You are viewing a plain text version of this content. The canonical link for it is here.
Posted to users@cocoon.apache.org by Andreas Hartmann <an...@apache.org> on 2004/10/05 12:43:32 UTC

XHTML and Entities: ' fails in IE

Hi Cocoon community,

I wonder if there is a solution for this problem by
now - searching the list only revealed questions, no
solutions :(


I'm using UTF-8 encoding with the
o.a.c.components.serializers.XHTMLSerializer.
Special characters seem to be encoded as entity references
by default (e.g., ' is encoded as &apos;)

Everything is fine except that Internet Explorer keeps on
showing the &apos; as &apos; instead of ' .

This seems to be a known IE issue:

http://artific.com/library/xhtml_1.0_entities.html

"Some entity names do not resolve (eg: &apos; under Microsoft Internet
Explorer) but their corresponding numeric names do resolve."

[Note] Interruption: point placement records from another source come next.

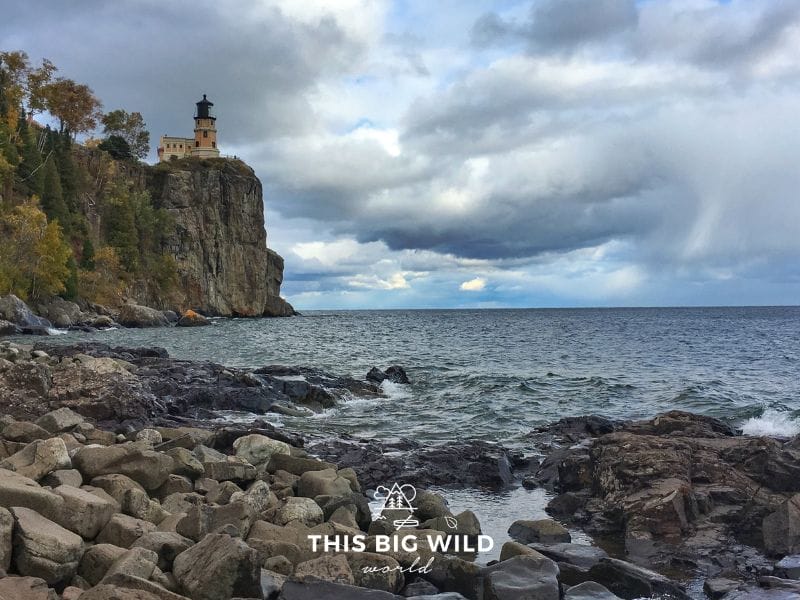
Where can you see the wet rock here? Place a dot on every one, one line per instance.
(15, 311)
(334, 568)
(781, 529)
(395, 374)
(26, 588)
(258, 449)
(545, 531)
(192, 319)
(589, 590)
(218, 568)
(148, 468)
(631, 581)
(134, 315)
(522, 578)
(43, 548)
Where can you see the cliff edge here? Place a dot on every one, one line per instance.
(219, 239)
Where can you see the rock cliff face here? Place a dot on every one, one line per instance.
(220, 242)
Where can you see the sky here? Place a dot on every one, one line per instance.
(460, 154)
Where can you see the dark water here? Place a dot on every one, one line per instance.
(495, 374)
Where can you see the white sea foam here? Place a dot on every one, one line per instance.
(772, 423)
(396, 391)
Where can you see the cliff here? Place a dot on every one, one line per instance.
(219, 241)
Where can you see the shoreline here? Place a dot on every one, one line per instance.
(625, 484)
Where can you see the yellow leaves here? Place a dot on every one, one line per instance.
(33, 253)
(105, 284)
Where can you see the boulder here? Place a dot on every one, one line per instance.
(24, 431)
(97, 560)
(258, 449)
(15, 311)
(167, 545)
(304, 510)
(329, 567)
(589, 590)
(544, 531)
(43, 548)
(39, 458)
(6, 538)
(217, 568)
(323, 483)
(16, 490)
(62, 419)
(135, 315)
(84, 513)
(522, 578)
(632, 581)
(192, 319)
(122, 530)
(312, 590)
(26, 588)
(185, 463)
(148, 468)
(781, 529)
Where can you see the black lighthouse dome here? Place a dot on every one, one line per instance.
(203, 109)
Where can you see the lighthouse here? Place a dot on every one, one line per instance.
(204, 143)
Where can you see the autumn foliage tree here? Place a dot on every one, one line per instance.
(33, 253)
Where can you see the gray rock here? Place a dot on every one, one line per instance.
(323, 483)
(522, 578)
(258, 449)
(148, 468)
(39, 458)
(62, 419)
(781, 529)
(304, 510)
(167, 545)
(315, 590)
(15, 311)
(84, 513)
(43, 548)
(122, 530)
(26, 588)
(135, 315)
(546, 531)
(589, 590)
(6, 538)
(218, 568)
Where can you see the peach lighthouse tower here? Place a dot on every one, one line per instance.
(202, 145)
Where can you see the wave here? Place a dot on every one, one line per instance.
(772, 423)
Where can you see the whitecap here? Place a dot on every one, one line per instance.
(772, 423)
(396, 391)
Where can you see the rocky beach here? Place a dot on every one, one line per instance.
(118, 481)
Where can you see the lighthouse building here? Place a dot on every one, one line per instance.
(202, 145)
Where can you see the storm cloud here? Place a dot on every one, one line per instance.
(557, 151)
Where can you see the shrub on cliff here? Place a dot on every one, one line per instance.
(33, 254)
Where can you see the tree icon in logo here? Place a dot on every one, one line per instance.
(398, 498)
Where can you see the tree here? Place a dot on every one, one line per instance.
(117, 147)
(33, 254)
(130, 127)
(73, 104)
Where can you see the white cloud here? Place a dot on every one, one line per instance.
(473, 285)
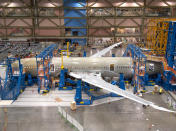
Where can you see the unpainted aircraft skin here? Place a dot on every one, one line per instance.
(107, 66)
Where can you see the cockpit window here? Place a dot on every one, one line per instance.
(111, 67)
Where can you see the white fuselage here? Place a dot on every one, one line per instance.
(107, 66)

Is there anything I can do about this? Looking at the
EncodingSerializer etc. didn't lead me to a solution.


Thanks in advance,
-- Andreas


---------------------------------------------------------------------
To unsubscribe, e-mail: users-unsubscribe@cocoon.apache.org
For additional commands, e-mail: users-help@cocoon.apache.org


Re: XHTML and Entities: ' fails in IE

Posted by "Volkm@r" <pl...@arcor.de>.
Andreas Hartmann wrote:
> [...]
>> What would be the benefit of using the "new" XHTMLSerializer? If any, 
>> I'd like to try it more seriously.
> 
> 
> The most apparent advantage is that it takes care of the
> header encoding information. Since I use it I have no problems
> regarding UTF-8 anymore.
> 
> Another difference is that it just passes the existing
> doctype definition instead of adding a configured one.
> So it is required to set the public-id and system-id in the
> XSLT or source document.
> 
> I guess the new one has a cleaner implementation, but I didn't yet
> compare the code. Maybe it makes sense to ask on cocoon-dev.

So, I guess I'd better stick to configuring XMLSerializer.
Thanks for your explanation.

> 
> -- Andreas
Your separator is broken. You'd better use: minus minus blank cr

-- 
Volkmar W. Pogatzki


---------------------------------------------------------------------
To unsubscribe, e-mail: users-unsubscribe@cocoon.apache.org
For additional commands, e-mail: users-help@cocoon.apache.org


Re: XHTML and Entities: ' fails in IE

Posted by Andreas Hartmann <an...@apache.org>.
Volkm@r wrote:
> Andreas Hartmann wrote:
>  > [...]
> 
>>> Did you try numerical entities like &#39;?
>>
>>
>>
>> That would actually help. The problem is that everything is
>> converted by the XHTMLSerializer:
>>
>> &apos; -> &apos;
>> &#39;  -> &apos;
>> '      -> &apos;
>>
>> I guess it really requires a patch to make it configurable.
>>
> 
> This is my first time to try the XHTMLSerializer and I only get an error 
> instead of a result:
>  org.xml.sax.SAXException: Unable to map "http://www.w3.org/2000/xmlns/"

I know this problem. IIRC it was related to Xalan/XSLTC mixture.
When I switched to Xalan everywhere, it vanished.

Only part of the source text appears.